In September of last year, Havana House was instructed to remove the sign located on the street outside the shop not because it featured a cigar, but because the image of the cigar on the sign featured a band of a cigar manufacturer Cohiba. More recently the ministry has demanded that they remove or cover up the classic cigar logos of traditional manufacturers that featured on Havana House's shop window. The prohibitive cost of removing the expensive printed glass and replacing them with inoffensive non-cigar-branded plates did not occur to the health ministry bureaucrats, so Havana House have resorted to covering the prestigious logos with ugly, coarse brown paper.
This draconian piece of legislation affects not only the way Havana House does business with its customers but also its relationship with the media. Until April of last year, Hart wrote cigar reviews for Auckland's Metro magazine until editor Bill Ralston was visited by a Ministry of Health official. The rest is history the bureaucrat threatened to prosecute the magazine under the Smoke-free Environments Act should Ralston continue to print the reviews. A cigar review, in the ministry's opinion, constitutes a "tobacco product advertisement" under section 22 of the act. Section 22 states:
"[N]o person shall publish any tobacco product advertisement in New Zealand [including] any book, magazine or newspaper printed outside New Zealand [if] the principal purpose of the book, magazine, newspaper ... is the promotion of the use of tobacco products."
"Tobacco product advertisement" is defined by the act as:
"[A]ny words ... and any pictorial representation ... used to encourage the use or notify availability or promote the sale of any tobacco product or to promote smoking behaviour;"
Shortly after the threats against Metro were made public, Havana House offered to advertise in the New Zealand Herald's 'Gifts for the Family' supplement prior to Christmas.

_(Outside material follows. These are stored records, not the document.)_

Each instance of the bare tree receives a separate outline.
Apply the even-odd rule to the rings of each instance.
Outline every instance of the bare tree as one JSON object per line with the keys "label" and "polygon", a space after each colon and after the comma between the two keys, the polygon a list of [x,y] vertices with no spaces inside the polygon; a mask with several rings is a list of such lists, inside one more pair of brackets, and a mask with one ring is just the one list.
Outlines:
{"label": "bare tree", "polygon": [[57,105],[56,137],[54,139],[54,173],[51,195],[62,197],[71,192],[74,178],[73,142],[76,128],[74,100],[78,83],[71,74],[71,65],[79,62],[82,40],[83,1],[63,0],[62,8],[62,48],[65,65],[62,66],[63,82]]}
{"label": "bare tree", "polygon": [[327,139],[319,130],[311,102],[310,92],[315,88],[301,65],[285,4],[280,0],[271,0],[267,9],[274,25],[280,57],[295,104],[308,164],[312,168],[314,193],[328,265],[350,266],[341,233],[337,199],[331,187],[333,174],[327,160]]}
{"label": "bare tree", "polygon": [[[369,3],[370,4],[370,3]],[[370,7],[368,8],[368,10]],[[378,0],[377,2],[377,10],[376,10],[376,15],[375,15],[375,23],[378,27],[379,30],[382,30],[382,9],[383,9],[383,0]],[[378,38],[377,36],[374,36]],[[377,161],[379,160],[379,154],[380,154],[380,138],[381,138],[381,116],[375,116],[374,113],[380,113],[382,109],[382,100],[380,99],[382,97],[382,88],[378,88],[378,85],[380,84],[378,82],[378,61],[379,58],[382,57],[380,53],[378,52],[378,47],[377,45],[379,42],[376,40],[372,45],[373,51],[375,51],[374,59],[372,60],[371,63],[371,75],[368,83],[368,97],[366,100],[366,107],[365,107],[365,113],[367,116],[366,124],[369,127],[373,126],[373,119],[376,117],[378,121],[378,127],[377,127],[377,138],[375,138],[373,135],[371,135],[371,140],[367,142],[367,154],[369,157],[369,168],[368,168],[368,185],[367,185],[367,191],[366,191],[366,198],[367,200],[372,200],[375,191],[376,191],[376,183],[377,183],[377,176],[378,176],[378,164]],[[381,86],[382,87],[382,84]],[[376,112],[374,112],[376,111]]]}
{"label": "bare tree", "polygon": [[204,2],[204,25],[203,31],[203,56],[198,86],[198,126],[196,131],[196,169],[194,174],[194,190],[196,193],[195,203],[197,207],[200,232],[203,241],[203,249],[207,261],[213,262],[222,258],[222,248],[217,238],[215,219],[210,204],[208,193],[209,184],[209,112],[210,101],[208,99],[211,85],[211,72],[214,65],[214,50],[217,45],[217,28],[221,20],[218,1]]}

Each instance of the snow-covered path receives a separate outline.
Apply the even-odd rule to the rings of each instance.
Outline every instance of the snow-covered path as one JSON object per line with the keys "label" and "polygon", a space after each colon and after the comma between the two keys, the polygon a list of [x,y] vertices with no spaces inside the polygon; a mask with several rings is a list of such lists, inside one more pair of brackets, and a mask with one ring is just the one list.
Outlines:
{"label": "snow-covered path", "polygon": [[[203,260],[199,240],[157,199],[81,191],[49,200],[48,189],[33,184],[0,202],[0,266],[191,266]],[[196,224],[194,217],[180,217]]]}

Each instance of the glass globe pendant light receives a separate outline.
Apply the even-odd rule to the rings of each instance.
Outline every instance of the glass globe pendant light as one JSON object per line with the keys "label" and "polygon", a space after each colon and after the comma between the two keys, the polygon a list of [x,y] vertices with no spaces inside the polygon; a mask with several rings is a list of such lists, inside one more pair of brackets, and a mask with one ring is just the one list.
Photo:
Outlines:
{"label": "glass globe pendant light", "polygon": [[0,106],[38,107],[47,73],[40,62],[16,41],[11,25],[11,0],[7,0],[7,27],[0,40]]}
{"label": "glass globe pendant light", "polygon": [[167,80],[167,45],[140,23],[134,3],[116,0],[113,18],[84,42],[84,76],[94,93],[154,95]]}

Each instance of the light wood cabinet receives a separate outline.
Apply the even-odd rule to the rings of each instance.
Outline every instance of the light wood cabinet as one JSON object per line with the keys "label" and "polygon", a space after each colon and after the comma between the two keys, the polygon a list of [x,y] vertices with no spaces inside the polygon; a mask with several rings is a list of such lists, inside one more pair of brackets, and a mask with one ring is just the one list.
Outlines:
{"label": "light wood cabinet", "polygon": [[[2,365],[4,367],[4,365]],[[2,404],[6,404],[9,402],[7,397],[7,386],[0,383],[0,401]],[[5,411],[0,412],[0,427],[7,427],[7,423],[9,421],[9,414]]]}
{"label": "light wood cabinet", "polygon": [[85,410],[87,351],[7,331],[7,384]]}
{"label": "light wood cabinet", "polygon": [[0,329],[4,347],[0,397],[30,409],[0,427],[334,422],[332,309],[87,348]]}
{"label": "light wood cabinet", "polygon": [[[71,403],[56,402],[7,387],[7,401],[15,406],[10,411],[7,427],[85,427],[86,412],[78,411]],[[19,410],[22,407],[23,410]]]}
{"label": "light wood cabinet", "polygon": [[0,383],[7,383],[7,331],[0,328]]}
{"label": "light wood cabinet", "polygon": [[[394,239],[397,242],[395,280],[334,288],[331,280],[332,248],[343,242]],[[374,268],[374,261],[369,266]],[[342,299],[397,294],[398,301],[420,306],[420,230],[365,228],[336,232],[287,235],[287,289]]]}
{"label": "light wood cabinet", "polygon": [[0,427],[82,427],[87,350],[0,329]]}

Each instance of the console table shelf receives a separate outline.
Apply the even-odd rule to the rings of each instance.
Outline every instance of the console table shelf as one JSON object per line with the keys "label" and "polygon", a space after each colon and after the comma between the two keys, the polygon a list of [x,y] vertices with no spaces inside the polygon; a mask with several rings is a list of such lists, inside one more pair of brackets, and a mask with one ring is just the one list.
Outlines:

Knowing that they could not advertise actual cigars, Havana House planned to feature cigar paraphernalia as potential 'Gifts for Dad.' The Herald replied, given the recent Metro blow-up, that they "would not touch [Havana House] with a barge pole." Hart expects the Kristalnacht of cigar retailers to commence any day now.
The prospect of fighting a legal battle with the government must be truly daunting to any tobacconist merely trying to run a business. But they have only their own silence and capitulation to blame for the assaults on their liberty. When put to Hart that his ordeal is merely a precursor for worse things to come, he says that there will come a point where the health ministry will be forced to prosecute him. Although he may lose $10,000 in fines, he intends to do his darndest to make $100,000 in publicity out of the case. Hart's fighting spirit has not been dampened it's still smoking.